Why Abzena?
Trust our focused approach.
European Pharmaceutical Manufacturer featured an interview with our SVP of Commercial Strategy, Gavin Murdoch in their November-December Issue focused on the importance of early stage testing. The interview took place in October at CPHI Frankfurt.

How has CPHI been for you?
We’ve been very lucky at this show because ADCs have been sort of a hot topic for a couple of years now. And we’ve been in that space for over two decades.
We’ve dealt with thousands and thousands of different conjugations and different problems with antibodies and how to modify them to make them work correctly.

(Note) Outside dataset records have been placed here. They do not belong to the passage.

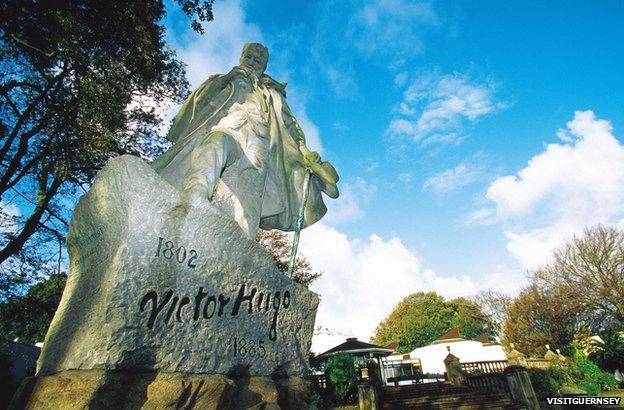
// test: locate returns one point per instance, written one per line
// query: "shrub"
(342, 377)
(7, 386)
(547, 382)
(590, 376)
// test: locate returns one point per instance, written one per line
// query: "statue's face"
(254, 58)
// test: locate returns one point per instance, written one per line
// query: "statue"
(238, 145)
(168, 300)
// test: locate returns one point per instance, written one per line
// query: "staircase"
(444, 396)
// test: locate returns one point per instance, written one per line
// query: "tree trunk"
(30, 227)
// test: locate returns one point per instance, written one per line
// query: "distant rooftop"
(352, 345)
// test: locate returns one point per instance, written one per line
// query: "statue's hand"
(324, 171)
(309, 157)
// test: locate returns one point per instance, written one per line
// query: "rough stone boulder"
(157, 284)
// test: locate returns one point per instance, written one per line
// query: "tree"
(421, 318)
(537, 318)
(495, 305)
(610, 353)
(588, 274)
(342, 376)
(277, 243)
(80, 82)
(28, 317)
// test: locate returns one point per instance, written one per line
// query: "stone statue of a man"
(238, 145)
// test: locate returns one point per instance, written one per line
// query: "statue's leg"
(210, 157)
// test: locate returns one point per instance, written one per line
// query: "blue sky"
(471, 137)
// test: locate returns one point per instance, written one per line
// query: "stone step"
(452, 399)
(472, 400)
(438, 395)
(463, 406)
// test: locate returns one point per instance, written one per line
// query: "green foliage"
(535, 318)
(7, 386)
(421, 318)
(547, 382)
(610, 354)
(342, 376)
(28, 317)
(80, 82)
(279, 246)
(589, 375)
(575, 374)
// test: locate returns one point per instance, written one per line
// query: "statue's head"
(255, 56)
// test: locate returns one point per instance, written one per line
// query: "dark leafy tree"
(536, 319)
(80, 81)
(495, 305)
(27, 318)
(587, 273)
(342, 377)
(421, 318)
(277, 243)
(610, 353)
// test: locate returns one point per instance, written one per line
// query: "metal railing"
(492, 366)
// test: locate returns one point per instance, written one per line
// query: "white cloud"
(434, 108)
(348, 207)
(364, 280)
(452, 179)
(219, 48)
(390, 26)
(570, 185)
(483, 217)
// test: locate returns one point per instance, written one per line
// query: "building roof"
(352, 345)
(449, 337)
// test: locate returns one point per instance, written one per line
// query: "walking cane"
(299, 225)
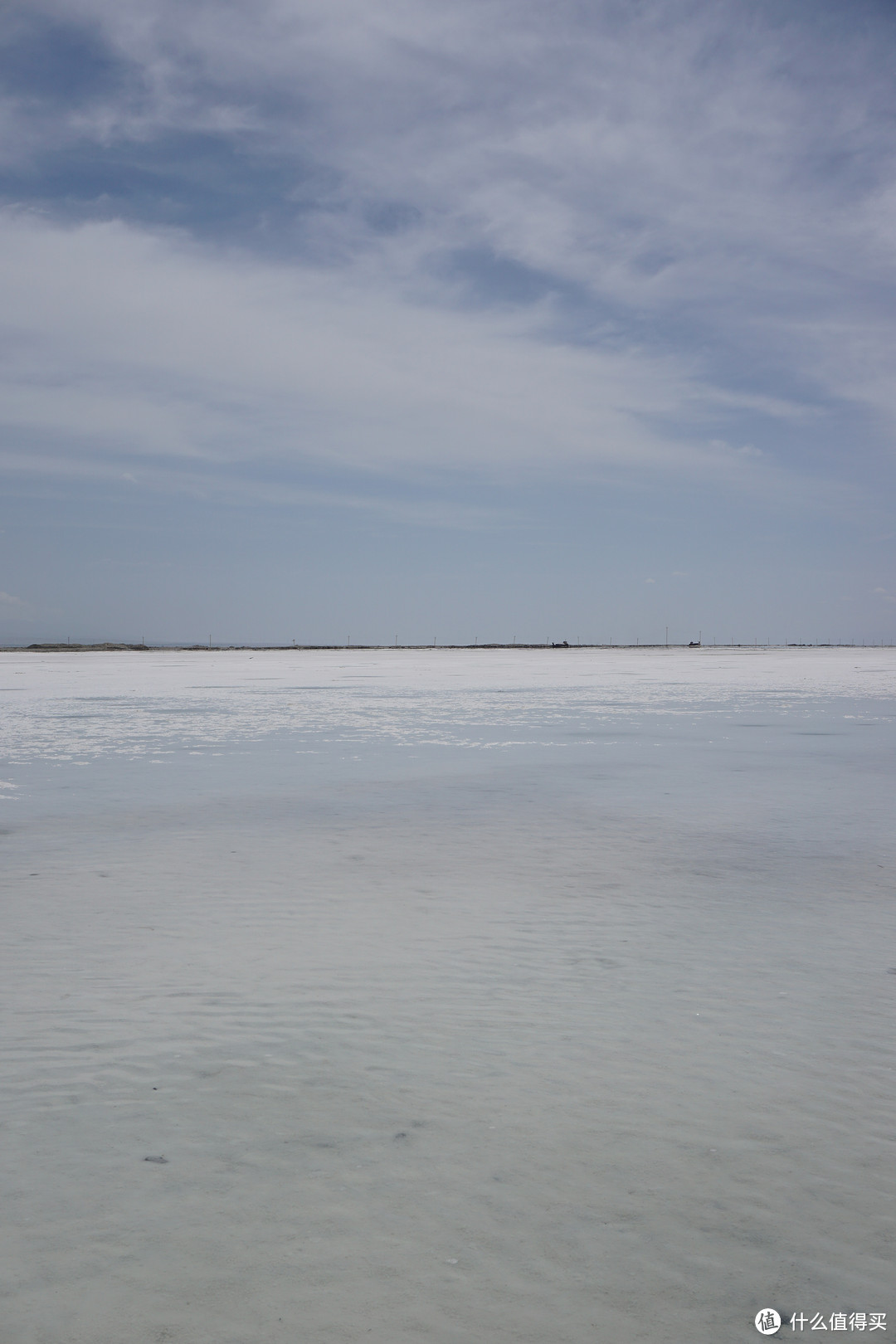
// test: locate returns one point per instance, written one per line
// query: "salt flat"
(501, 995)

And again, we’ve been doing AOCs for years and years. They were very rare, but people came to us. So, now we’ve got the experience that people are looking for. So, about half of our early-stage work and a lot of our late-stage work is now oligos, and not just ADCs anymore.
You’re a global company. Are there any particular places that you’re finding there’s like a lot more demand?

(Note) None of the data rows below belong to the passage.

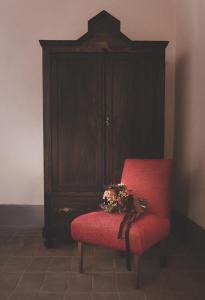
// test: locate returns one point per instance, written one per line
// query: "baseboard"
(188, 231)
(21, 216)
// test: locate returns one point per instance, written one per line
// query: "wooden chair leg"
(137, 259)
(80, 257)
(163, 252)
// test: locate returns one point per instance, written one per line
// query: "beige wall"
(22, 24)
(190, 109)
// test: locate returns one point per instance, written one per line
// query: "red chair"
(149, 179)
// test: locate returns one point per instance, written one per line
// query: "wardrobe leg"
(137, 259)
(163, 252)
(80, 257)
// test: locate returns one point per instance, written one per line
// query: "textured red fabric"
(101, 228)
(150, 179)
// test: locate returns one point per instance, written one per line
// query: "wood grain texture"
(103, 102)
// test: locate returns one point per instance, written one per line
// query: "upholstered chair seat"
(150, 179)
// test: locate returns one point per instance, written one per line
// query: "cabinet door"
(135, 107)
(77, 129)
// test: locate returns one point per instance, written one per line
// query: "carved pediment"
(104, 30)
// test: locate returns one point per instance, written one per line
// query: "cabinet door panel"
(134, 95)
(77, 114)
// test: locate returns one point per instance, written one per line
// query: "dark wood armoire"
(103, 102)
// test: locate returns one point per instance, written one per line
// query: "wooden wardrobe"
(103, 102)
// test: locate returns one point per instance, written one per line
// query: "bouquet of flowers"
(116, 198)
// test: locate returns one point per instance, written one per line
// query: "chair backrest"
(150, 179)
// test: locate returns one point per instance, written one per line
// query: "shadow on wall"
(189, 164)
(181, 136)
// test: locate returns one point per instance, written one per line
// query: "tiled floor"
(30, 271)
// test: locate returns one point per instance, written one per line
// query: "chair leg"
(163, 252)
(80, 257)
(137, 259)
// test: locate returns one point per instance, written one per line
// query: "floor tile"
(9, 280)
(17, 264)
(87, 264)
(103, 263)
(78, 296)
(49, 296)
(60, 264)
(23, 296)
(138, 295)
(39, 264)
(55, 283)
(30, 282)
(80, 283)
(104, 282)
(105, 296)
(126, 281)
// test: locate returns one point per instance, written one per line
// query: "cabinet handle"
(107, 121)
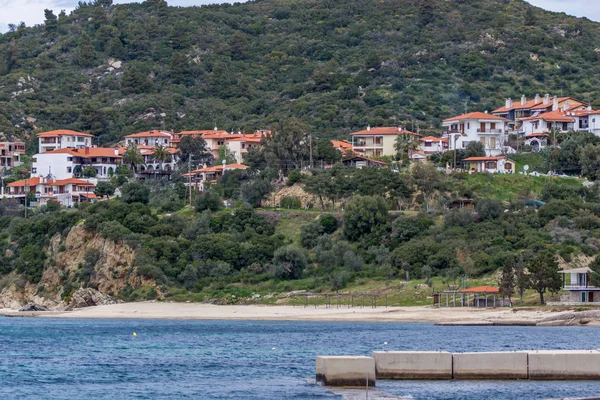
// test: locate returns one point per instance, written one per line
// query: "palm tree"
(405, 143)
(132, 156)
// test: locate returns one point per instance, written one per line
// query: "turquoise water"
(100, 359)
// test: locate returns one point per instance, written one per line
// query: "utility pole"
(190, 177)
(310, 149)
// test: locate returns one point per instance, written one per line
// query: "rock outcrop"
(89, 298)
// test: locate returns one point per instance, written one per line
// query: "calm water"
(99, 359)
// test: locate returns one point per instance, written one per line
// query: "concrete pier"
(492, 365)
(413, 364)
(564, 364)
(346, 371)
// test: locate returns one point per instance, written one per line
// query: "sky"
(32, 11)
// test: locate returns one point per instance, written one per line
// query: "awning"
(583, 270)
(480, 289)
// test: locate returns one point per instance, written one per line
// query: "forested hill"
(338, 65)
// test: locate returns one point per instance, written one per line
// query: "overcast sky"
(32, 11)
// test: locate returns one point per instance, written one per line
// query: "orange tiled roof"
(87, 152)
(484, 158)
(480, 289)
(151, 134)
(62, 132)
(50, 182)
(555, 116)
(385, 130)
(476, 115)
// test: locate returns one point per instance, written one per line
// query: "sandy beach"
(156, 310)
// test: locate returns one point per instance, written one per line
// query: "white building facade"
(489, 130)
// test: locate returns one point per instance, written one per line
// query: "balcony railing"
(579, 287)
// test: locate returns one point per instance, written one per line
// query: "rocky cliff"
(81, 259)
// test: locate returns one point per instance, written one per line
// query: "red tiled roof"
(151, 134)
(476, 115)
(62, 132)
(385, 130)
(87, 152)
(484, 158)
(50, 182)
(480, 289)
(555, 116)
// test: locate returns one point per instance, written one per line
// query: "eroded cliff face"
(68, 257)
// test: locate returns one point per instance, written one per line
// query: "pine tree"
(86, 55)
(134, 81)
(508, 282)
(529, 17)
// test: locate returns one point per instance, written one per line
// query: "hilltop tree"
(364, 215)
(543, 271)
(134, 81)
(287, 147)
(193, 148)
(508, 280)
(86, 55)
(133, 157)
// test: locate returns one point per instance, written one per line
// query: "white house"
(432, 145)
(63, 139)
(150, 138)
(577, 283)
(491, 165)
(69, 163)
(66, 191)
(490, 130)
(380, 141)
(199, 178)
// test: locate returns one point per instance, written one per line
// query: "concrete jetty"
(564, 364)
(491, 365)
(435, 365)
(413, 365)
(346, 371)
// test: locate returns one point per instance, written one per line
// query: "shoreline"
(200, 311)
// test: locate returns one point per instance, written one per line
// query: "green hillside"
(336, 65)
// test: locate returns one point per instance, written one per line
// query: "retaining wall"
(413, 365)
(564, 364)
(492, 365)
(346, 371)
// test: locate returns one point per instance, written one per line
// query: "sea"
(259, 360)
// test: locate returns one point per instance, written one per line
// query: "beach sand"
(158, 310)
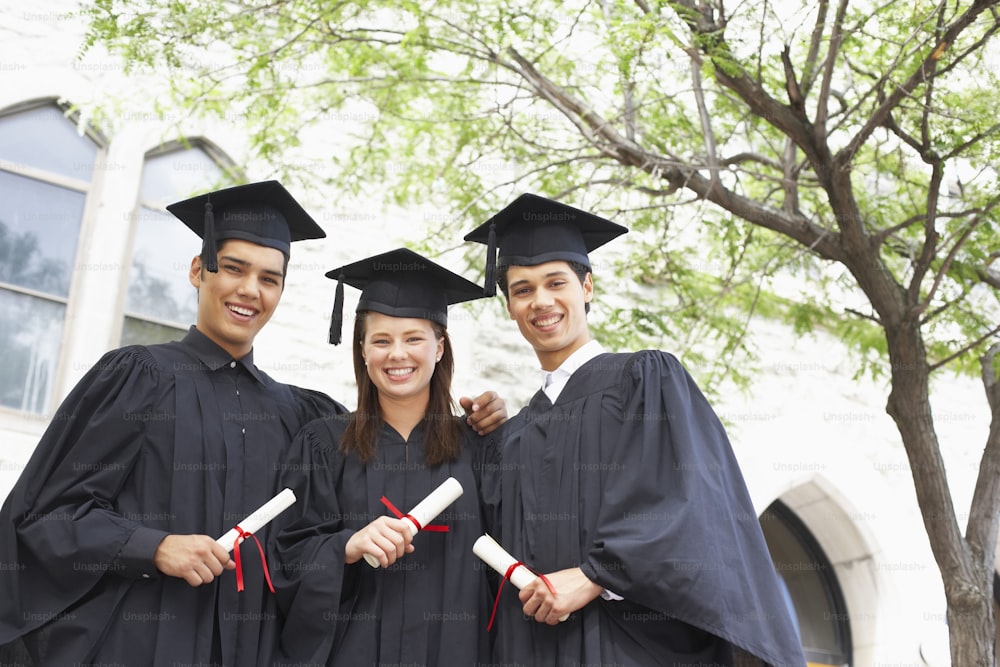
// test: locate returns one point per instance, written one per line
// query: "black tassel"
(490, 286)
(337, 318)
(209, 251)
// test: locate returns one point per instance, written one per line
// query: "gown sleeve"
(313, 405)
(677, 531)
(309, 548)
(60, 523)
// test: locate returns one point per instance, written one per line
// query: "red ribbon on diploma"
(506, 578)
(399, 515)
(239, 565)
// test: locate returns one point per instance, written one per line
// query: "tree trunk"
(968, 584)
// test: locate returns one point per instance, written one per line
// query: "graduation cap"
(263, 213)
(400, 283)
(533, 230)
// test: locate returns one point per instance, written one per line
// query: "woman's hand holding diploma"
(384, 540)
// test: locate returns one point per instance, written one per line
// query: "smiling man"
(156, 452)
(618, 482)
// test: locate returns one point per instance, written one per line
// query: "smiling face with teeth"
(235, 303)
(548, 302)
(400, 354)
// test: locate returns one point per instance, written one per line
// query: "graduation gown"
(160, 439)
(630, 476)
(428, 607)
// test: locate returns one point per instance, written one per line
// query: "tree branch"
(984, 519)
(920, 75)
(617, 147)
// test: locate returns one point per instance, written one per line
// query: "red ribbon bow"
(239, 564)
(399, 515)
(506, 578)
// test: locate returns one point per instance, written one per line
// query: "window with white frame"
(46, 172)
(160, 303)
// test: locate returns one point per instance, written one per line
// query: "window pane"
(141, 332)
(809, 582)
(158, 284)
(39, 227)
(29, 336)
(44, 138)
(177, 175)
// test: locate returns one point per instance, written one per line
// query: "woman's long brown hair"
(442, 429)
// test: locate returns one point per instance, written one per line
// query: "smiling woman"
(426, 602)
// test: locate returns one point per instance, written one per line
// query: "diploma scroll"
(494, 555)
(260, 518)
(427, 509)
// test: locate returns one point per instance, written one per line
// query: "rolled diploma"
(427, 509)
(494, 555)
(259, 518)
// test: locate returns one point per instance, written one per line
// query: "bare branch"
(964, 349)
(920, 75)
(984, 520)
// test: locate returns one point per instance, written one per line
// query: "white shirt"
(553, 383)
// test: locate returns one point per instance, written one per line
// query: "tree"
(851, 146)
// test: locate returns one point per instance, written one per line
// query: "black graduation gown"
(172, 438)
(427, 608)
(630, 476)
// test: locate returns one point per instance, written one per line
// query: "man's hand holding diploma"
(197, 559)
(573, 591)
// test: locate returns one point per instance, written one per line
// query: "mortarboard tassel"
(337, 318)
(210, 254)
(490, 286)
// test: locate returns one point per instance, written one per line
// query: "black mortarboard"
(400, 283)
(263, 213)
(533, 230)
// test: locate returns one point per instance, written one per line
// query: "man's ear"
(194, 275)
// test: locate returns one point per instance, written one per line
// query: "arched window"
(812, 589)
(46, 172)
(160, 303)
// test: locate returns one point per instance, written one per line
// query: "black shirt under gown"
(172, 438)
(630, 476)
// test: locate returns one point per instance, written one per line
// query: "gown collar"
(213, 356)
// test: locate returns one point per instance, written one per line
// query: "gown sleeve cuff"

We’re predominantly supporting US and European countries. We are seeing European countries trying to move their late-stage production into the US because of the ongoing tariff and the potential risks.
The way that works for a drug from a tariff’s point of view, is that it’s counted as a drug where its final creation is done, so, if you make an antibody in Europe and you make a linker- payload in Europe, but you do the conjugation in the United States, you’re good.
So again, we’re getting a lot of inquiries by people that would’ve finished the drug in Europe that are trying to do the conjugation in the US – you can’t ship a conjugated product over here and just fill it to avoid the tariff.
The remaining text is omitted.